Re: Hash Indexes

From: Jeff Janes <jeff(dot)janes(at)gmail(dot)com>
To: Robert Haas <robertmhaas(at)gmail(dot)com>
Cc: Peter Geoghegan <pg(at)heroku(dot)com>, Andres Freund <andres(at)anarazel(dot)de>, Jesper Pedersen <jesper(dot)pedersen(at)redhat(dot)com>, Amit Kapila <amit(dot)kapila16(at)gmail(dot)com>, Mithun Cy <mithun(dot)cy(at)enterprisedb(dot)com>, pgsql-hackers <pgsql-hackers(at)postgresql(dot)org>
Subject: Re: Hash Indexes
Date: 2016-10-03 17:00:35
Message-ID: CAMkU=1xcDMWCOLV6z9R7YTCHGousLu85M5Vw=Vbv9RBvLL_Yfw@mail.gmail.com
Views: Raw Message | Whole Thread | Download mbox | Resend email
Thread:
Lists: pgsql-hackers

On Thu, Sep 29, 2016 at 5:14 PM, Robert Haas <robertmhaas(at)gmail(dot)com> wrote:

> On Thu, Sep 29, 2016 at 8:07 PM, Peter Geoghegan <pg(at)heroku(dot)com> wrote:
> > On Wed, Sep 28, 2016 at 8:06 PM, Andres Freund <andres(at)anarazel(dot)de>
> wrote:
> >> On 2016-09-28 15:04:30 -0400, Robert Haas wrote:
> >>> Andres already
> >>> stated that he things working on btree-over-hash would be more
> >>> beneficial than fixing hash, but at this point it seems like he's the
> >>> only one who takes that position.
> >>
> >> Note that I did *NOT* take that position. I was saying that I think we
> >> should evaluate whether that's not a better approach, doing some simple
> >> performance comparisons.
> >
> > I, for one, agree with this position.
>
> Well, I, for one, find it frustrating. It seems pretty unhelpful to
> bring this up only after the code has already been written. The first
> post on this thread was on May 10th. The first version of the patch
> was posted on June 16th. This position was first articulated on
> September 15th.
>
> But, by all means, please feel free to do the performance comparison
> and post the results.
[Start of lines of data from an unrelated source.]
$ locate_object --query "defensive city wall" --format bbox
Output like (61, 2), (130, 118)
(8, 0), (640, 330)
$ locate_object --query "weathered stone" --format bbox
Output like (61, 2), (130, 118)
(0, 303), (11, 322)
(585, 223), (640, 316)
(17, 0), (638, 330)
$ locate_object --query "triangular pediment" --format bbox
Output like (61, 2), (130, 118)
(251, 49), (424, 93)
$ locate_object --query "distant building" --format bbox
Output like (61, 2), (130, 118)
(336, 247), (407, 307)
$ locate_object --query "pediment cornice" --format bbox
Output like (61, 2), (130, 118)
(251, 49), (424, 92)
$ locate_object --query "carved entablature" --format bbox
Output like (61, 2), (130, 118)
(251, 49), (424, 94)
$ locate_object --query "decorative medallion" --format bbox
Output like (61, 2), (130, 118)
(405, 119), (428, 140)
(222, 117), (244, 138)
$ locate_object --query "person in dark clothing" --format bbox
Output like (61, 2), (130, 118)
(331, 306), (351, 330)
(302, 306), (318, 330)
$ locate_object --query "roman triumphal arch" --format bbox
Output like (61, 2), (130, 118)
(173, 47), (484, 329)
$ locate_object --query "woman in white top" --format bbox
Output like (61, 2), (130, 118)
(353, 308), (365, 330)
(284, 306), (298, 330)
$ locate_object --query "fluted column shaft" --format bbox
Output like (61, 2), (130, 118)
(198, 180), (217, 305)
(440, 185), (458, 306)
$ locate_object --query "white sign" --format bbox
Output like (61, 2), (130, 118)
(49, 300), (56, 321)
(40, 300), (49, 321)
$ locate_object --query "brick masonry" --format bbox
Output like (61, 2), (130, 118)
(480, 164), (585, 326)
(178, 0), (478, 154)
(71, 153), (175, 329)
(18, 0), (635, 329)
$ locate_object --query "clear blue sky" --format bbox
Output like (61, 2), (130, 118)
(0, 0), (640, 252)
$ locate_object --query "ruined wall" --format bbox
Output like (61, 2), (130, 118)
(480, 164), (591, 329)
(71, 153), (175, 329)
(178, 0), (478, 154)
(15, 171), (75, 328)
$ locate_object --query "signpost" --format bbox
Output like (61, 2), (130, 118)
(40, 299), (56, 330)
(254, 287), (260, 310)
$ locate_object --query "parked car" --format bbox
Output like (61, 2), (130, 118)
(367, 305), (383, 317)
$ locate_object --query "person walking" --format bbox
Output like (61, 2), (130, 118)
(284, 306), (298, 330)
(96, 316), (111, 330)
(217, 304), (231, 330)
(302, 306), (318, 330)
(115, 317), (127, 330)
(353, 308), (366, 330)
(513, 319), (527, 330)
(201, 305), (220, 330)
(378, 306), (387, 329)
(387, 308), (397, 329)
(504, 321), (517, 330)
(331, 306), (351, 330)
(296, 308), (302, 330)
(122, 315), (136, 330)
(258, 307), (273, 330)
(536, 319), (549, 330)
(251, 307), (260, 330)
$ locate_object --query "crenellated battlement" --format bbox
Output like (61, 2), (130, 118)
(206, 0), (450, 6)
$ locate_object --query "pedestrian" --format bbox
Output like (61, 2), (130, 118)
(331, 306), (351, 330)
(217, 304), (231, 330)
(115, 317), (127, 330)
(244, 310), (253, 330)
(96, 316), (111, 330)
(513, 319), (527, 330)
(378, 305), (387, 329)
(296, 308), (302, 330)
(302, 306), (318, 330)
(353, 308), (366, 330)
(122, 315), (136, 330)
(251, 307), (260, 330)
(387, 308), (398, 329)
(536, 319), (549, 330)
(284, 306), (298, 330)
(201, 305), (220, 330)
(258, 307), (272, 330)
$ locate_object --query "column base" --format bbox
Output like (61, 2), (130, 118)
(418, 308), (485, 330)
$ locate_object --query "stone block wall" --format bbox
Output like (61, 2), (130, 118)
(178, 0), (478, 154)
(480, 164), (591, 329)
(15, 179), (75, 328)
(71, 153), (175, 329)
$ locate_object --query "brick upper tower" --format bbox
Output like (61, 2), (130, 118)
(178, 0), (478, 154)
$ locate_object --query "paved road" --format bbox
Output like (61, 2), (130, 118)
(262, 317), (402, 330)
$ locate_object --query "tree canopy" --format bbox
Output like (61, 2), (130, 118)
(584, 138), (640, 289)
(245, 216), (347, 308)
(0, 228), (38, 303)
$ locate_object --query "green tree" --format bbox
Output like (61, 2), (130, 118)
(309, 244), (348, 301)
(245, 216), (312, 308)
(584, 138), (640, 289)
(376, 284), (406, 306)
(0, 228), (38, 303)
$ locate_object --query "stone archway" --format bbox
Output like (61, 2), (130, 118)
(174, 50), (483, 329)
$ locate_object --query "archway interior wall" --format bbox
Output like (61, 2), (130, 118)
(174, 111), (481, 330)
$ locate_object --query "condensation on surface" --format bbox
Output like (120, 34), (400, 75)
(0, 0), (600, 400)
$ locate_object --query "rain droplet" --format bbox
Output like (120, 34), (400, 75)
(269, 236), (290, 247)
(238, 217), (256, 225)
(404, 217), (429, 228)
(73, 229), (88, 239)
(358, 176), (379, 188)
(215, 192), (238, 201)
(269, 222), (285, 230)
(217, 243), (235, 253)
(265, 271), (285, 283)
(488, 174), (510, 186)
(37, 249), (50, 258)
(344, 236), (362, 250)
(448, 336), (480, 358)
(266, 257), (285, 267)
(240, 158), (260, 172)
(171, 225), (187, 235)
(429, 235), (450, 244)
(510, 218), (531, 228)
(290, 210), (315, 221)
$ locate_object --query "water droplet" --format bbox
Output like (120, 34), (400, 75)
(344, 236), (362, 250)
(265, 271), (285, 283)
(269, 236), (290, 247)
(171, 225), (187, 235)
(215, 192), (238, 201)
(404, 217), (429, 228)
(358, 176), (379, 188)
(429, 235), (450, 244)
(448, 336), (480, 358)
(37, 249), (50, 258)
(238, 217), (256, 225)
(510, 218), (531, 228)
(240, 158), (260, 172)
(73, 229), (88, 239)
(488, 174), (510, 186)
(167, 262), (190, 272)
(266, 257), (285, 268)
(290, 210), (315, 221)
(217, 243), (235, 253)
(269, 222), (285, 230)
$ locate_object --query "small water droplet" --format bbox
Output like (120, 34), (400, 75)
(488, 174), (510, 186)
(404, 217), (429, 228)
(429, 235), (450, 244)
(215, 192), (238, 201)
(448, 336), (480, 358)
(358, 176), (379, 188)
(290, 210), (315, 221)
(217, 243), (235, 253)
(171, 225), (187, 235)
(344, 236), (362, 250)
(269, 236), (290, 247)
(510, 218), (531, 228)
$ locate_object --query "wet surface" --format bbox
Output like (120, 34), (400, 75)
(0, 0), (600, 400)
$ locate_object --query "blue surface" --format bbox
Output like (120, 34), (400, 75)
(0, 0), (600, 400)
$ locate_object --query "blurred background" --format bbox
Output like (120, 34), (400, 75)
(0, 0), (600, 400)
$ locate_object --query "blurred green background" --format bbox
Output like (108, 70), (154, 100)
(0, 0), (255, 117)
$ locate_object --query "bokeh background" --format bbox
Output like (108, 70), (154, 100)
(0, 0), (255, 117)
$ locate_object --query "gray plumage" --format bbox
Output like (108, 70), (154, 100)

I'd be curious to see them myself.
>

I've done a simple comparison using pgbench's default transaction, in which
all the primary keys have been dropped and replaced with indexes of either
hash or btree type, alternating over many rounds.

I run 'pgbench -c16 -j16 -T 900 -M prepared' on an 8 core machine with a
scale of 40. All the data fits in RAM, but not in shared_buffers (128MB).

I find a 4% improvement for hash indexes over btree indexes, 9324.744
vs 9727.766. The difference is significant at p-value of 1.9e-9.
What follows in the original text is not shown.